6. A highway traffic accident duration prediction system, comprising:

the data acquisition module is used for acquiring historical traffic data of the expressway, carrying out data space-time correlation by taking traffic accidents as units, and constructing a data set;

the variable acquisition module is used for carrying out correlation test and collinearity diagnosis on the observation factors in the data set to acquire a predicted variable of the duration of the traffic accident; wherein the observation factors include time-varying factors and time-invariant factors;

the model construction module is used for establishing a time-varying acceleration failure time model facing the expressway traffic accident duration prediction according to the prediction variable, and selecting an optimal time-varying acceleration failure time model according to the AIC index;

The time prediction module is used for obtaining traffic accident data for the expressway traffic accident to be predicted, obtaining a duration survival function curve according to the traffic accident data and the optimal time-varying acceleration failure time model, and realizing the prediction of the expressway traffic accident duration;

the time-varying acceleration failure time model facing the highway traffic accident duration prediction is established according to the prediction variable, and the time-varying acceleration failure time model comprises the following steps:

Dividing the duration T _i of the ith highway traffic accident into k consecutive and non-overlapping periods: [ t ₀,t₁]、(t₁,t₂]、…、(t_k-1,t_k ] wherein 0 = t ₀＜t₁＜t₂＜…＜t_k-1＜t_k＝T_i; the predicted variable remains unchanged during each period, but changes between different periods;

Let h (t|x _j) and X _j be the risk function and the set of predicted variables, respectively, over period j, assuming the functional relationship between the risk function and the set of predicted variables is as follows:

h(t|X_j)＝h₀[t·exp(βX_j)]exp(-βX_j)

Wherein beta is a coefficient vector to be estimated corresponding to a prediction variable set, and h ₀ ()' is a reference risk function;

On the condition that the accident duration exceeds t _j-1, the probability that the accident duration exceeds t _j is calculated as:

The survival probability of the accident duration exceeding t _k is:

the selecting the optimal time-varying acceleration failure time model according to the AIC index comprises the following steps:

Performing parameter estimation on a time-varying acceleration failure time model by using a maximum likelihood method;

For the ith incident, the number likelihood function of the time-varying acceleration failure time model is:

because the reference risk function can obtain different model parameter estimation results from different distributions, model performance comparison is carried out through AIC indexes, and an optimal time-varying acceleration failure time model is selected; AIC is defined as follows:

AIC＝2(K-LL(β))

Where LL (β) is a log likelihood value when the model converges, and K is the number of parameters to be estimated in the model.

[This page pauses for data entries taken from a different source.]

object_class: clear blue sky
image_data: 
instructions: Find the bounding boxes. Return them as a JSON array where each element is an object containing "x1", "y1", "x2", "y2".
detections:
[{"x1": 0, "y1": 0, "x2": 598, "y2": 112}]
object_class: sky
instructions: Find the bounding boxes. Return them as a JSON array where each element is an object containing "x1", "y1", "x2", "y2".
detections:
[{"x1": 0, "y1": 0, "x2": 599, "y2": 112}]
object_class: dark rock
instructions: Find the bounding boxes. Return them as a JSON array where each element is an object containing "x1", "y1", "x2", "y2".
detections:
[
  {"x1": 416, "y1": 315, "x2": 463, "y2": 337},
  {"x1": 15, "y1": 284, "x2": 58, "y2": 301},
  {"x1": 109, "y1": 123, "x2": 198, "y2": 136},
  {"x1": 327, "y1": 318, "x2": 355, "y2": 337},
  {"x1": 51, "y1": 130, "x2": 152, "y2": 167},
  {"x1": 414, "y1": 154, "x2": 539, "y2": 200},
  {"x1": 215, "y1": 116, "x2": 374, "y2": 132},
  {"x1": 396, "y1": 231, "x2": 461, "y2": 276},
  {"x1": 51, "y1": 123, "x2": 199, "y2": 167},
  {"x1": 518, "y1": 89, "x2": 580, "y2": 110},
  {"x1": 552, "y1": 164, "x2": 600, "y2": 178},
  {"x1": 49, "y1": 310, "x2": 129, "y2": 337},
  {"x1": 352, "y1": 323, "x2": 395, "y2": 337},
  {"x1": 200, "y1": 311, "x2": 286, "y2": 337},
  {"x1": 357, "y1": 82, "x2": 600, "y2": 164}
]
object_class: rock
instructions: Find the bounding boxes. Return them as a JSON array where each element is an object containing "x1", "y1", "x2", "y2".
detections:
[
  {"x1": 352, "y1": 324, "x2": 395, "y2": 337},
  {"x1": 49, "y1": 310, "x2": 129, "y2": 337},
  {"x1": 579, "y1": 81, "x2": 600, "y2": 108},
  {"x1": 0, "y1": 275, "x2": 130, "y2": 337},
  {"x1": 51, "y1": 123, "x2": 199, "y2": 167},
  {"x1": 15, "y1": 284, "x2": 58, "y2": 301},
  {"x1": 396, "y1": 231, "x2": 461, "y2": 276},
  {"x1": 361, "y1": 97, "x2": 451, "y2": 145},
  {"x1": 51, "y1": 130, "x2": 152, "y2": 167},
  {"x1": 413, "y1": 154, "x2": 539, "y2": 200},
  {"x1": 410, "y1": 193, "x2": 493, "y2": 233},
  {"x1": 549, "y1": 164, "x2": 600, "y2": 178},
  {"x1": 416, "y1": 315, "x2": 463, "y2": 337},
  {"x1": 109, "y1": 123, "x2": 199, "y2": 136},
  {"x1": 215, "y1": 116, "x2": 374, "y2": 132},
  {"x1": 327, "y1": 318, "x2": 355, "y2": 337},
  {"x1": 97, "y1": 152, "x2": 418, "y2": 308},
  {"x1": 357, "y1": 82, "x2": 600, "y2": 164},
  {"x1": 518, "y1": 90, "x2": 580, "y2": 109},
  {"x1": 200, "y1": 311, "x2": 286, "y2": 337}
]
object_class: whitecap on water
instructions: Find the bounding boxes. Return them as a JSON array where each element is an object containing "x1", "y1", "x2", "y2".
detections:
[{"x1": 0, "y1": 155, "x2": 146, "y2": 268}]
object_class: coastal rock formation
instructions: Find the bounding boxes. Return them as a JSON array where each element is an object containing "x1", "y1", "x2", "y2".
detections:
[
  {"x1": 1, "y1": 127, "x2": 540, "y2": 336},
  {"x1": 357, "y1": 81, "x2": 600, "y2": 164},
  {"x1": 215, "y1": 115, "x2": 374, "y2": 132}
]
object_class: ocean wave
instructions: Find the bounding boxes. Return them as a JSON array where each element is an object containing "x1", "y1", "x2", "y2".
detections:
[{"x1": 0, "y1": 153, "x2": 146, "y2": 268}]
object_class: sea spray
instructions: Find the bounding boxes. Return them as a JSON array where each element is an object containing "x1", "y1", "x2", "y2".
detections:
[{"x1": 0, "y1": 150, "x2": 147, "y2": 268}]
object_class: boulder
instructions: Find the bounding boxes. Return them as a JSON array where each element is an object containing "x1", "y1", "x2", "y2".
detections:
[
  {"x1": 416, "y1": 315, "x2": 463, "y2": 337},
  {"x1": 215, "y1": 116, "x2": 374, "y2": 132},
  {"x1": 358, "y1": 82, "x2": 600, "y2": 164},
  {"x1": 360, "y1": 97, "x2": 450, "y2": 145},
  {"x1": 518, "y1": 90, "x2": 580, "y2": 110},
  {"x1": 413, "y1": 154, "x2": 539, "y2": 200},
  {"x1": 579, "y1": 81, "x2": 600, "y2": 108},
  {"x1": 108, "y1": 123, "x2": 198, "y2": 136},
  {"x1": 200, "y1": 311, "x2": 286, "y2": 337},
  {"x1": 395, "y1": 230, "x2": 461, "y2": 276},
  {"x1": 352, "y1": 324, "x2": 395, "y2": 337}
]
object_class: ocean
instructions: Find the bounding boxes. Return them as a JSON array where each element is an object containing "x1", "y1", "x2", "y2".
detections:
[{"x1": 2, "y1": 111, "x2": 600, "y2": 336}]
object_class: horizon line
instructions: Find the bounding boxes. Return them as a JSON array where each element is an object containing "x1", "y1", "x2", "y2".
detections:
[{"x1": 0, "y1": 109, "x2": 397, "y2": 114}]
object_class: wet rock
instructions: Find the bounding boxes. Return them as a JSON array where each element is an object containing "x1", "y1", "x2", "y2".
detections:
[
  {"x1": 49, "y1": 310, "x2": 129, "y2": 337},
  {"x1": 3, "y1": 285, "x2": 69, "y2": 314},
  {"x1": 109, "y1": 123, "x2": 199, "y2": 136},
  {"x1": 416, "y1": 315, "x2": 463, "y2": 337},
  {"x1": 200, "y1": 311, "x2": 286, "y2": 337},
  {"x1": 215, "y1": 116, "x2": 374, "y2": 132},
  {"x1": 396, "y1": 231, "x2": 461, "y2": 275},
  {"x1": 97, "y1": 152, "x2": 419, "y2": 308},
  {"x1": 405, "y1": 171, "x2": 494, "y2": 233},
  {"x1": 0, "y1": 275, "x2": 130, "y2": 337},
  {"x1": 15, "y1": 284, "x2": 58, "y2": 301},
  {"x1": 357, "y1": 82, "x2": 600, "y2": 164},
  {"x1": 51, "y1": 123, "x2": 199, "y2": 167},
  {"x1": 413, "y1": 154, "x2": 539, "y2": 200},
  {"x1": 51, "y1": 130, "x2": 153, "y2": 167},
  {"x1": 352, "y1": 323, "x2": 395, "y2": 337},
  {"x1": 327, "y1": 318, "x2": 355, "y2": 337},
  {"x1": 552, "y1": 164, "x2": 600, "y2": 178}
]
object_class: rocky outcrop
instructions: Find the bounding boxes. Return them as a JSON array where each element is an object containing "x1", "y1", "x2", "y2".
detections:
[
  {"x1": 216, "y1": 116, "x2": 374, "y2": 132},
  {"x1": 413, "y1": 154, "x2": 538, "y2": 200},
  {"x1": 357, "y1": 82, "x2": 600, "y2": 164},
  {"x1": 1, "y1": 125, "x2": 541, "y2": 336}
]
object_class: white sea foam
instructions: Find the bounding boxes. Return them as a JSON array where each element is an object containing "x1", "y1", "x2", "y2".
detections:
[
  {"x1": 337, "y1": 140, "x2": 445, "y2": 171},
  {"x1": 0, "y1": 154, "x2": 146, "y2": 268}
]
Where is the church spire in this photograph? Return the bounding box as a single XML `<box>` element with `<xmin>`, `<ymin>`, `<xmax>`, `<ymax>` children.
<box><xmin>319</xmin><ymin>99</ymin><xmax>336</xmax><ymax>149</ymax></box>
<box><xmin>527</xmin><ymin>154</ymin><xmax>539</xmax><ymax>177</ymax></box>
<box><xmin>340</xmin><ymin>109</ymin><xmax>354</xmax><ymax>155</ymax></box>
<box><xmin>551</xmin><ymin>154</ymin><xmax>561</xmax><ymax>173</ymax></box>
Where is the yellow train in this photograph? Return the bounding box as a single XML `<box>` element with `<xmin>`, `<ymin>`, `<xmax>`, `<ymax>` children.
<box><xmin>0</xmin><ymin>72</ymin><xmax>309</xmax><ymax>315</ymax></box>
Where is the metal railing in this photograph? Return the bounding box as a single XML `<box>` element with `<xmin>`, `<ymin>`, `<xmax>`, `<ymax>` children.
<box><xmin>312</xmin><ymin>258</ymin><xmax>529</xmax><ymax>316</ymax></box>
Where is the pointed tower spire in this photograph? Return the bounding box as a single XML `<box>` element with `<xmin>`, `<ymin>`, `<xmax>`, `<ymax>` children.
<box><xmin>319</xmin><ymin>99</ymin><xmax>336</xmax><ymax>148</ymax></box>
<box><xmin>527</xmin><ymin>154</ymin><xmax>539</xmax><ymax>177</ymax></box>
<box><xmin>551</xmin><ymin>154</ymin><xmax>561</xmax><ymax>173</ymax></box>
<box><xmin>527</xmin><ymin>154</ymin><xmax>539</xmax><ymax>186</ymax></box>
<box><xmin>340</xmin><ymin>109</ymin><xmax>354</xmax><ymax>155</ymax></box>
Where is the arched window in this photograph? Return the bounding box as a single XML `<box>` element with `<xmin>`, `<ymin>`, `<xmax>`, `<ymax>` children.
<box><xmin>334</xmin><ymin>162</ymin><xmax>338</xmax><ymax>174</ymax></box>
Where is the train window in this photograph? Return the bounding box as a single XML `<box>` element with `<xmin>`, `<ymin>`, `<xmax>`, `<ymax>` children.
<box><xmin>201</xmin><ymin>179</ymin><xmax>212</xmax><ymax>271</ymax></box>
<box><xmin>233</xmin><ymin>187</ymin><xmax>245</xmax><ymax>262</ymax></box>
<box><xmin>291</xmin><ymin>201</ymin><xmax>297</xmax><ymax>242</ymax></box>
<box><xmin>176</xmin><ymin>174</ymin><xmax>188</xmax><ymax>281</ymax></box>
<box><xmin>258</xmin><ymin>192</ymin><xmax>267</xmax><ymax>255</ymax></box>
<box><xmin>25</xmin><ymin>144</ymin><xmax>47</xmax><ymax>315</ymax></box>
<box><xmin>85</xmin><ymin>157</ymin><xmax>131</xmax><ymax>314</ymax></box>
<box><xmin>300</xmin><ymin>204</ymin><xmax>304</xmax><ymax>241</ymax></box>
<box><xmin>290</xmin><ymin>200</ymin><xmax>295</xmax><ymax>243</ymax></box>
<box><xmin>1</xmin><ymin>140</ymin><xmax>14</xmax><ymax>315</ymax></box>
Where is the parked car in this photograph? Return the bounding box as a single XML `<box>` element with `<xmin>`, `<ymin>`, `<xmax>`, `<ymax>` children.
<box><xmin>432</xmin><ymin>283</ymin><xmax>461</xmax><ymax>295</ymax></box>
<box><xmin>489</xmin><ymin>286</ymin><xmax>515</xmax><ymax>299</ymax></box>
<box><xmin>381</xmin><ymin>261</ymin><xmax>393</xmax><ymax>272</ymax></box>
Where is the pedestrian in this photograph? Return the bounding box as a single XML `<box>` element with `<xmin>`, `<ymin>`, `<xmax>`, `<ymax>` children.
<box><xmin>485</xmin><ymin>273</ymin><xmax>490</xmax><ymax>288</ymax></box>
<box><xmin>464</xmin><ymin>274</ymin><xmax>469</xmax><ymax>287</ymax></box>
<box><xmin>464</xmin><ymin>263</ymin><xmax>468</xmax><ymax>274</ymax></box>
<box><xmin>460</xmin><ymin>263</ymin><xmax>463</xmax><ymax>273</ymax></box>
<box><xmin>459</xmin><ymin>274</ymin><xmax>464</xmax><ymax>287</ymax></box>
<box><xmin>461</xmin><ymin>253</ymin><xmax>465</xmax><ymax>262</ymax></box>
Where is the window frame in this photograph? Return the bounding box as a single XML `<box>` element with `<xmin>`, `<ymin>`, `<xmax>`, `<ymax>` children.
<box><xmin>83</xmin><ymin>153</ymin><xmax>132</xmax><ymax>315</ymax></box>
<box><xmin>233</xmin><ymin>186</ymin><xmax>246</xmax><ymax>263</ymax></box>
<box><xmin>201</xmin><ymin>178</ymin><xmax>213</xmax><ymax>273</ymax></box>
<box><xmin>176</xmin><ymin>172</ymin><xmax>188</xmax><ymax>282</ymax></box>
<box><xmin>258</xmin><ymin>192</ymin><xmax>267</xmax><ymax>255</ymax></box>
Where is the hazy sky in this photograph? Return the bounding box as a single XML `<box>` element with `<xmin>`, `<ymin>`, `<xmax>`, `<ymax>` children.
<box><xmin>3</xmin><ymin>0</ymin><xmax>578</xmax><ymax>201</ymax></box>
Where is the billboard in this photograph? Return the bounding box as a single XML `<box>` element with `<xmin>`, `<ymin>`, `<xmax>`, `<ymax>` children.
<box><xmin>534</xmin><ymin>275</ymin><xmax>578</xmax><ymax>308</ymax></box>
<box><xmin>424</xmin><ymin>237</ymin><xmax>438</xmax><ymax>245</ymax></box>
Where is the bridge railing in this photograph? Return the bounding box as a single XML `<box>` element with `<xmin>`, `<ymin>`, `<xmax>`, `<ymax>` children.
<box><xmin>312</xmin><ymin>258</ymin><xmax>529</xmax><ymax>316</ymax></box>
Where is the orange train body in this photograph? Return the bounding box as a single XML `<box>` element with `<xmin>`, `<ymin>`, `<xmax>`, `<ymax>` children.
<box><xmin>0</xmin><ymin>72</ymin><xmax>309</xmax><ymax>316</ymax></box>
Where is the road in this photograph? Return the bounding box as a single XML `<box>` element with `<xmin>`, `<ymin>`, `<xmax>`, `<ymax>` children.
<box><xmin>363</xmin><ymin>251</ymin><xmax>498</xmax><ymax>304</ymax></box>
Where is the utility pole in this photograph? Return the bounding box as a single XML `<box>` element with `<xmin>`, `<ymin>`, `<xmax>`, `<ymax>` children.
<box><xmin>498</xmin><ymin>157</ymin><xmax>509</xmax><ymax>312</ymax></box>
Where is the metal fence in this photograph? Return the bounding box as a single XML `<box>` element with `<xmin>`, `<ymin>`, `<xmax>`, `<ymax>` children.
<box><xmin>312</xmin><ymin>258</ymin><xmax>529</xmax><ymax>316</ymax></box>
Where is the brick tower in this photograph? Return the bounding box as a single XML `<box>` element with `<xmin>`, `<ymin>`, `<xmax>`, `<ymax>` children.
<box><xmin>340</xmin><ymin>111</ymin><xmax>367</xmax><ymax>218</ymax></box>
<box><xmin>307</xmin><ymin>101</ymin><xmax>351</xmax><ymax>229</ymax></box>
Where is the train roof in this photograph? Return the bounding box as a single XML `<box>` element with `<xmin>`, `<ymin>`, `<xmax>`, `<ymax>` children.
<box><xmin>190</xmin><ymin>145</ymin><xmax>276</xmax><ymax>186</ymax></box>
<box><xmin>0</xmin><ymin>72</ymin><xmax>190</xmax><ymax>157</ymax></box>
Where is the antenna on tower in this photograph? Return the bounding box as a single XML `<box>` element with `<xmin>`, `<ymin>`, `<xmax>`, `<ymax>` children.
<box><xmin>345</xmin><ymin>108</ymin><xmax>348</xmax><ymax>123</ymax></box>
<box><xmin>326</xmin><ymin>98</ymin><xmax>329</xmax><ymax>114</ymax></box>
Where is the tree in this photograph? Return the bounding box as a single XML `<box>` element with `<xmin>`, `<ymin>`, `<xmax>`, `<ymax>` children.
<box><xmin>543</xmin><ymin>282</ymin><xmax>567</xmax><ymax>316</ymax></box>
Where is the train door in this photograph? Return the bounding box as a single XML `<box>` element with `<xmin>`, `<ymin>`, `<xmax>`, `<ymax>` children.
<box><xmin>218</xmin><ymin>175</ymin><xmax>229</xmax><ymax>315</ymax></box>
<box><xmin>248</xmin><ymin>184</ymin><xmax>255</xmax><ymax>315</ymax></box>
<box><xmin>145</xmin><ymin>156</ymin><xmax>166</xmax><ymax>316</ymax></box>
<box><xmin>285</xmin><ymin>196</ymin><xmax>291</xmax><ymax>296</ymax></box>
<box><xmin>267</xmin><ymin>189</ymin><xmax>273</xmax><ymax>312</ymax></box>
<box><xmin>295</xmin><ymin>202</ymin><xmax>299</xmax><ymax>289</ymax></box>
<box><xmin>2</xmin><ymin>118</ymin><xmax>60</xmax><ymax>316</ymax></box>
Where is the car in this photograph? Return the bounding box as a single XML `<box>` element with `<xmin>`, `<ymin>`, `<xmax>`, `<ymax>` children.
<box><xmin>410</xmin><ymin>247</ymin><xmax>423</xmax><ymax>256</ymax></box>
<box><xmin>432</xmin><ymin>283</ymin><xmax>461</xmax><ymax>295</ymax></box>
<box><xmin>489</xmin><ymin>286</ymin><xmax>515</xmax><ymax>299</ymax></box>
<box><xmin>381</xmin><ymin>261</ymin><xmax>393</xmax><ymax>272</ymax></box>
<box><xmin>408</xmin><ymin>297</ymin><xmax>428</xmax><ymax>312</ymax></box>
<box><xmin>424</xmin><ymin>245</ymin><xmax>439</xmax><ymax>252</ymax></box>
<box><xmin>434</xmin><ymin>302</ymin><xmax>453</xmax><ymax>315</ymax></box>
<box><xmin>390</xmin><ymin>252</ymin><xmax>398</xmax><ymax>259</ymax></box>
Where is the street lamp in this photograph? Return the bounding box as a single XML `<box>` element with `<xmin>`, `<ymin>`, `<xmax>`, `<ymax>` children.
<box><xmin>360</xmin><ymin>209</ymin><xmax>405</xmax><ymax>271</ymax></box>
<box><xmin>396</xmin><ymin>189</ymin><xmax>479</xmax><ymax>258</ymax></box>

7. A highway traffic accident duration prediction apparatus, comprising:

At least one processor;

at least one memory for storing at least one program;

the at least one program, when executed by the at least one processor, causes the at least one processor to implement the method of any one of claims 1-5.

8. A computer readable storage medium, in which a processor executable program is stored, characterized in that the processor executable program is for performing the method according to any of claims 1-5 when being executed by a processor.